In Japan, Cash is no longer King. Due to the relentless fixation of the Bank of Japan with negative interest rates, a prosperous trading strategy recently lost its lustre.

When there is a global recession, investors continue to hug stocks that pay good dividends. Money bonuses at the company headquarters are also appealed. After Lehman Brothers collapsed, S&P 500 corporations have shelled out up to 35% of their spending on buying shares–even at the expense of equity in the capital–that has pushed the U.S. market to a record high.

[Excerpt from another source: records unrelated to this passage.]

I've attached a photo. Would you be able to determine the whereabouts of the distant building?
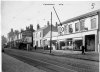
[1,36,7,45]
[58,10,100,52]
[8,25,35,48]
[33,21,58,47]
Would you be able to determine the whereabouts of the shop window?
[40,32,41,37]
[40,40,42,45]
[80,19,85,31]
[69,24,73,33]
[91,18,96,29]
[67,39,73,46]
[64,24,68,34]
[75,22,79,32]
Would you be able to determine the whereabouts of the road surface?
[5,49,99,72]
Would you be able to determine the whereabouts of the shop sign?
[58,24,68,35]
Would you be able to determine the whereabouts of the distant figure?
[81,45,85,54]
[35,45,36,50]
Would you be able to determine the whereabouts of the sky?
[1,1,100,37]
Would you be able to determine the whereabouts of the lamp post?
[50,12,52,53]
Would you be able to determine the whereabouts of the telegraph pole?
[50,12,52,53]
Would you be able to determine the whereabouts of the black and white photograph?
[0,0,100,72]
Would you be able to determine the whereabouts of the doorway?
[85,34,95,51]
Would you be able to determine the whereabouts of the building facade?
[58,10,100,52]
[33,22,57,47]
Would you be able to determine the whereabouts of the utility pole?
[50,12,52,53]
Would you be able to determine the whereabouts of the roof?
[59,9,100,25]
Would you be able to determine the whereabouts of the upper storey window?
[91,18,96,29]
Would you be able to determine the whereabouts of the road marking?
[7,54,78,72]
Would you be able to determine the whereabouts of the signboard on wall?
[24,37,32,43]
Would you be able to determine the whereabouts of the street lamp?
[44,4,63,53]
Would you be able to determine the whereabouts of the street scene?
[1,1,100,72]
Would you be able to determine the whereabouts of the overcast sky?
[1,1,100,36]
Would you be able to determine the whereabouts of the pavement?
[32,49,99,62]
[2,53,45,72]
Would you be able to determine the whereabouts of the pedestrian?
[81,45,85,54]
[35,45,36,50]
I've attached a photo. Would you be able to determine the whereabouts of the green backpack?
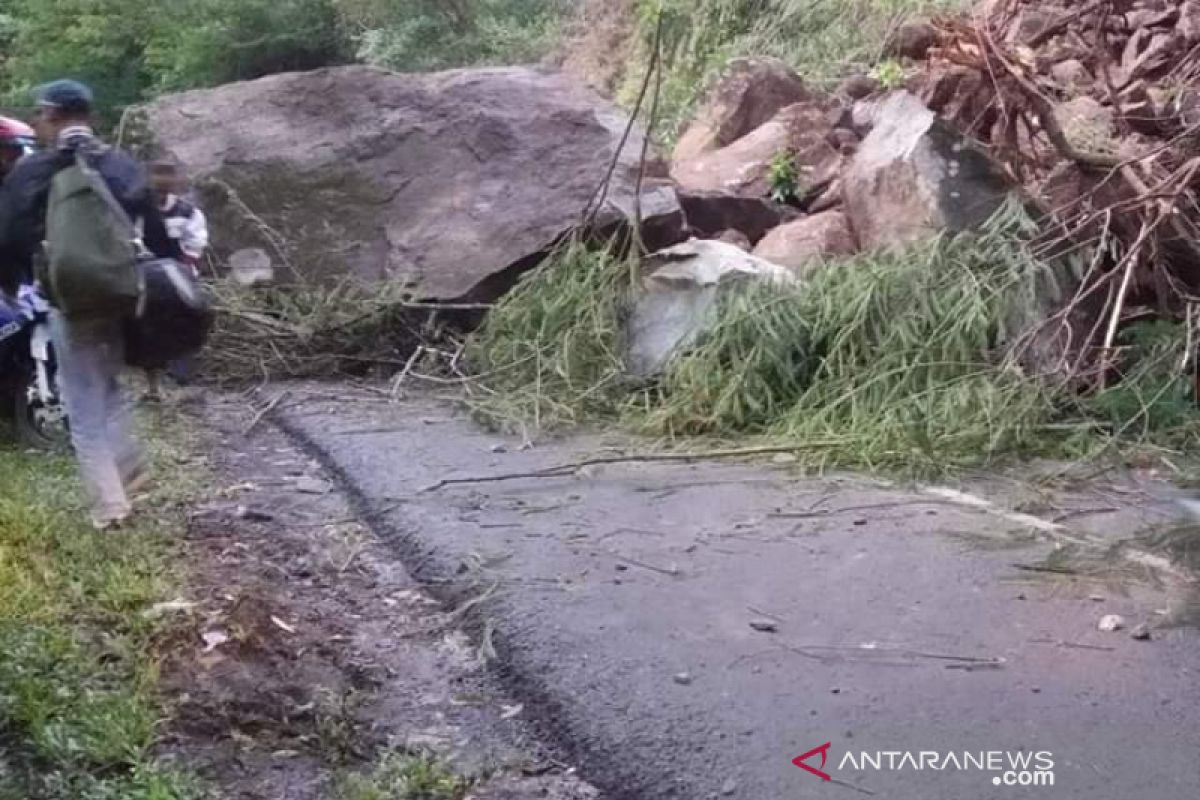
[42,151,142,317]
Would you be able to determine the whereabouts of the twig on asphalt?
[1030,639,1116,652]
[610,553,682,578]
[420,441,836,494]
[241,389,292,437]
[746,606,787,624]
[779,643,1008,668]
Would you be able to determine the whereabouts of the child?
[145,157,209,402]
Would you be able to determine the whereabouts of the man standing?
[145,156,209,402]
[0,80,169,530]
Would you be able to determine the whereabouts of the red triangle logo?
[792,741,833,781]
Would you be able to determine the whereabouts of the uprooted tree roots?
[913,0,1200,387]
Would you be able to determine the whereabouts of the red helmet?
[0,116,37,149]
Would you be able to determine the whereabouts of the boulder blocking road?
[277,391,1200,800]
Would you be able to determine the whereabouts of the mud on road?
[162,395,598,800]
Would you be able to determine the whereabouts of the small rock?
[716,228,754,253]
[229,247,275,287]
[887,23,937,61]
[838,74,881,100]
[234,506,275,522]
[296,477,332,494]
[142,600,196,619]
[200,630,229,652]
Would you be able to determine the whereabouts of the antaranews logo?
[792,741,1055,787]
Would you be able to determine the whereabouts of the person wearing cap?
[0,116,37,184]
[0,80,175,530]
[145,156,209,402]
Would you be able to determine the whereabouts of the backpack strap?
[74,149,149,255]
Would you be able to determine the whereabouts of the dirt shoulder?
[154,396,596,800]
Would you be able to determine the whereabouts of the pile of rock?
[648,0,1200,380]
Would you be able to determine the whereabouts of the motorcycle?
[0,285,70,450]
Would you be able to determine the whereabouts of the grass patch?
[468,215,1200,476]
[467,242,630,428]
[622,0,965,138]
[334,753,470,800]
[0,419,199,800]
[204,279,440,384]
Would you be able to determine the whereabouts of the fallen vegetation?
[467,212,1200,474]
[622,0,964,139]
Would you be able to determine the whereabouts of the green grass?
[622,0,966,139]
[0,422,204,800]
[468,212,1200,476]
[467,242,630,428]
[334,753,470,800]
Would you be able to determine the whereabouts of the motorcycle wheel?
[13,365,71,452]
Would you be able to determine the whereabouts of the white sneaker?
[91,511,130,533]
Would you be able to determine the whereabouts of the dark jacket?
[0,139,181,294]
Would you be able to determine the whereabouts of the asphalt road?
[278,398,1200,800]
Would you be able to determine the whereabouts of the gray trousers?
[50,312,143,521]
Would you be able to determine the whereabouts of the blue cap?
[35,79,96,114]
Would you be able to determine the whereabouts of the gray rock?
[143,66,683,300]
[679,191,797,245]
[228,247,275,287]
[671,100,842,197]
[673,59,812,161]
[754,211,858,277]
[625,240,796,378]
[841,91,1012,249]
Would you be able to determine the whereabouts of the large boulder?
[625,239,796,378]
[754,211,858,278]
[841,91,1013,249]
[679,191,799,243]
[674,59,812,162]
[671,101,844,197]
[140,67,684,301]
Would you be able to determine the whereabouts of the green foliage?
[767,150,800,203]
[0,441,199,800]
[871,59,908,91]
[1087,320,1200,447]
[648,214,1070,471]
[334,753,470,800]
[468,209,1200,475]
[340,0,571,71]
[623,0,965,137]
[0,0,350,122]
[0,0,571,122]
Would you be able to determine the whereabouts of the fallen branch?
[419,441,841,494]
[241,389,292,437]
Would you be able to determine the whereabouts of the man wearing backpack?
[0,80,172,530]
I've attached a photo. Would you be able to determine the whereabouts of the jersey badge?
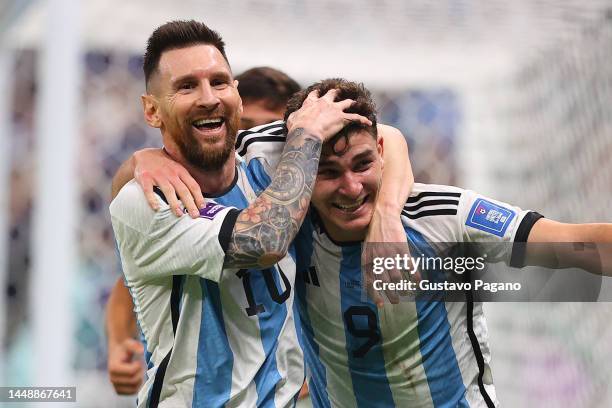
[465,198,516,237]
[200,202,225,220]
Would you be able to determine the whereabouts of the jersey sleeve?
[457,190,542,266]
[236,120,287,175]
[110,181,239,283]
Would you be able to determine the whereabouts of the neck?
[164,146,236,195]
[320,218,368,244]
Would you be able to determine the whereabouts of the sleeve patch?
[465,198,516,237]
[200,202,226,220]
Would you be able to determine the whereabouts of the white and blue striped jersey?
[295,184,539,408]
[110,123,304,408]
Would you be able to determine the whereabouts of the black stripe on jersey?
[406,191,461,204]
[149,275,184,408]
[238,136,287,156]
[404,200,459,211]
[465,286,495,408]
[510,211,544,268]
[402,208,457,220]
[219,208,240,252]
[235,123,285,149]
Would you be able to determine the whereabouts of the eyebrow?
[319,150,374,168]
[171,74,197,86]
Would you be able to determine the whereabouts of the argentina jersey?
[295,183,540,408]
[110,124,304,408]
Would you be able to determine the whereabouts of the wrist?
[287,125,324,142]
[374,197,404,217]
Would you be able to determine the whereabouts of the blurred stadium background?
[0,0,612,407]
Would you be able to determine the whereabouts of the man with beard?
[128,79,612,408]
[110,21,414,407]
[105,67,301,395]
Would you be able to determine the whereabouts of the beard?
[176,112,238,172]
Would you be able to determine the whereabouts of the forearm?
[106,279,138,344]
[224,128,322,268]
[375,125,414,216]
[525,218,612,276]
[111,155,135,199]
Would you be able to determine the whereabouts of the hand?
[134,149,205,218]
[362,209,420,307]
[287,89,372,142]
[108,338,144,395]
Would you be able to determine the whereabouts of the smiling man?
[286,79,612,407]
[110,21,416,408]
[110,21,370,407]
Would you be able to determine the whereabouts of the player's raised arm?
[224,90,371,268]
[362,125,414,306]
[525,218,612,276]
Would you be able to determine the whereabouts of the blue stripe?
[294,215,331,408]
[193,171,248,407]
[405,227,469,408]
[246,159,272,195]
[215,172,287,408]
[193,278,234,408]
[249,267,287,407]
[340,245,395,408]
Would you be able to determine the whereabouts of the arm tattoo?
[224,128,322,268]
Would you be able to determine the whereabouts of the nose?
[196,81,220,110]
[338,171,363,198]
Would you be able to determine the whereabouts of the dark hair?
[142,20,229,89]
[236,67,302,110]
[285,78,378,155]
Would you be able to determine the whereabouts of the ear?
[140,94,162,128]
[376,135,385,169]
[234,79,244,117]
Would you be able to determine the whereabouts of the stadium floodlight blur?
[0,0,612,406]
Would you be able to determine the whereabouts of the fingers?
[344,113,372,126]
[321,89,340,102]
[174,179,200,218]
[302,89,319,106]
[180,172,206,210]
[109,360,144,395]
[108,339,144,395]
[108,359,143,382]
[157,180,183,217]
[334,99,355,110]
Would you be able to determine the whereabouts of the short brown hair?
[236,67,301,110]
[285,78,378,154]
[142,20,229,86]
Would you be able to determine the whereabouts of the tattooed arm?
[224,90,371,268]
[225,128,322,268]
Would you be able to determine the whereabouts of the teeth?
[334,197,365,211]
[193,118,223,126]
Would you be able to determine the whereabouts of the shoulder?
[109,180,170,230]
[236,120,286,156]
[403,183,466,219]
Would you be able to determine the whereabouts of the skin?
[312,131,612,276]
[240,99,285,129]
[312,130,383,242]
[142,44,242,198]
[106,91,296,398]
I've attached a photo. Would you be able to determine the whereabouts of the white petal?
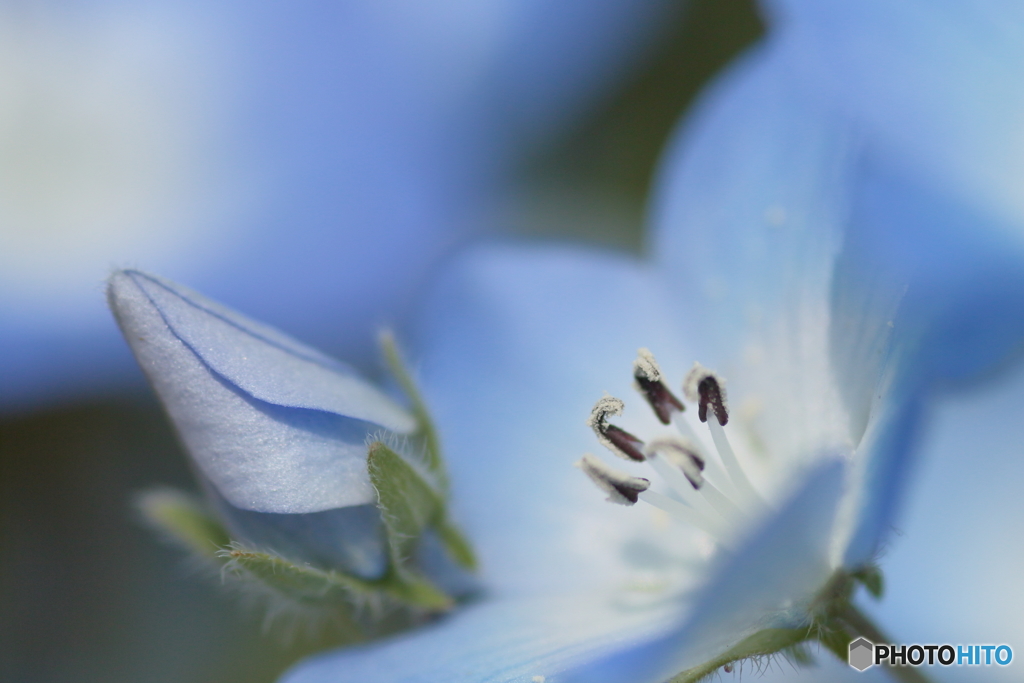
[109,271,411,513]
[282,594,679,683]
[126,270,416,432]
[568,460,845,683]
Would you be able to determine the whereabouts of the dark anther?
[577,454,650,505]
[697,375,729,427]
[634,372,686,425]
[601,425,647,463]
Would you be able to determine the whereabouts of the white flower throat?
[577,348,767,547]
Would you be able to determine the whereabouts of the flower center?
[577,348,768,547]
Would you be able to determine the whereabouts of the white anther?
[633,348,662,382]
[683,362,729,409]
[644,438,705,489]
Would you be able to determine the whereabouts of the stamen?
[587,395,646,463]
[638,489,728,543]
[646,438,705,490]
[683,362,765,509]
[647,439,743,523]
[633,348,686,425]
[575,453,650,505]
[683,362,729,427]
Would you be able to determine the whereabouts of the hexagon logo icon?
[849,638,874,671]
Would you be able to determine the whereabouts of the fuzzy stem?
[839,602,931,683]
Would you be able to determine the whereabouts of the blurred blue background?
[0,0,763,682]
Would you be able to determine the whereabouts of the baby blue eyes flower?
[284,15,1024,683]
[109,270,416,514]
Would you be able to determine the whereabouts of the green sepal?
[138,488,452,611]
[136,488,231,558]
[669,565,928,683]
[379,330,449,485]
[850,564,886,600]
[217,543,452,610]
[367,441,476,580]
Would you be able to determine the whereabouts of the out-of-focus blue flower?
[0,0,672,410]
[108,270,416,578]
[276,21,1024,683]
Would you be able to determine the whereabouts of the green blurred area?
[0,0,763,683]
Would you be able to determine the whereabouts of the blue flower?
[0,0,668,410]
[274,20,1024,683]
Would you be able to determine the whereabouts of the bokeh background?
[0,0,764,683]
[9,0,1024,683]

But this magic wall doesn’t work in Japan anymore. Since 2013, Prime Minister Shinzo Abe has encouraged companies to improve shareholder returns–through dividend payments and stock repurchases. Dividend returns until recently were, in reality, a good predictor of future returns.

Japanese companies may be motivated by the belief that their inventories are undervalued and are purchasing shareholdings at a record rate this year. Buybacks nearly doubled from one year before to ±4.7 trillion in the half-year ended in September. Companies on the Topix Index of the Tokyo Stock Exchange now produce almost 3 per cent cash, the highest in 3 years.

Nevertheless, companies are no longer paid. In the past year, the dividend yield did not deliver superior returns. In the meantime, share buybacks have never impressed stockholders, perhaps for their one-time existence.

Who causes the indifference of the investor?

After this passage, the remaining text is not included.